In a rare public filing in the secret Foreign Intelligence Surveillance Court (FISC), the Justice Department urged continued secrecy for a 2011 FISC opinion that found the National Security Agency’s surveillance under the FISA Amendments Act to be unconstitutional. Significantly, the surveillance at issue was carried out under the same controversial legal authority that underlies the NSA’s recently revealed PRISM program.

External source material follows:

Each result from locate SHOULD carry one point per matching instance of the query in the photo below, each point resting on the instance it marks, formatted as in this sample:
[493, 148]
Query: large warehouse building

EFF filed a suit under the Freedom of Information Act in August 2012, seeking disclosure of the FISC ruling. Sens. Ron Wyden and Mark Udall revealed the existence of the opinion, which found that collection activities under FISA Section 702 “circumvented the spirit of the law” and violated the Fourth Amendment’s prohibition on unreasonable searches and seizures. But, at the time, the senators were not permitted to discuss the details publicly. Section 702 has taken on new importance this week, as it appears to form the basis for the extensive PRISM surveillance program reported recently in the Guardian and the Washington Post.
The government sought to block EFF’s FOIA suit by arguing that only the FISC itself can release the opinion. In an effort to remove that roadblock, EFF filed a motion with the FISC on April 22 seeking the surveillance court’s consent to disclosure, should the document be found to be otherwise subject to release under FOIA. In its response filed with the FISC today, the government offers a circular argument, asserting that only the Executive Branch can de-classify the opinion, but that it is somehow prohibited by the FISC rules from doing so.
The government’s argument is guaranteed to make heads spin. DOJ earlier argued that it lacks discretion to release the FISC opinion without the FISC’s consent, but DOJ now argues that if the FISC were to agree with EFF, “the consequence would be that the Government could release the opinion or any portion of it in its discretion.” But FISC material is classified solely because the Executive Branch demands that it be, so release of the opinion has always been a matter of Executive discretion.
Frankly, it’s difficult to understand what DOJ is saying. The Government seems to have a knee-jerk inclination towards secrecy, one that often—as in this case—simply defies logic. The government’s bottom line is this: their rules trump the public’s statutory rights. But it’s not the province of the Executive branch to determine which rights citizens get to assert.
The events of the past week have demonstrated that the public is angry about the NSA’s domestic surveillance program. EFF hoped the public outcry might lead the government to rethink its position in this case. But, for now, the government is digging in its heels and refusing to budge. But a democracy demands more. When the government acts unconstitutionally, the public has a fundamental right to review, understand, and correct that government action. Despite the DOJ’s filing today, EFF intends to keep fighting against the government’s secret surveillance practices.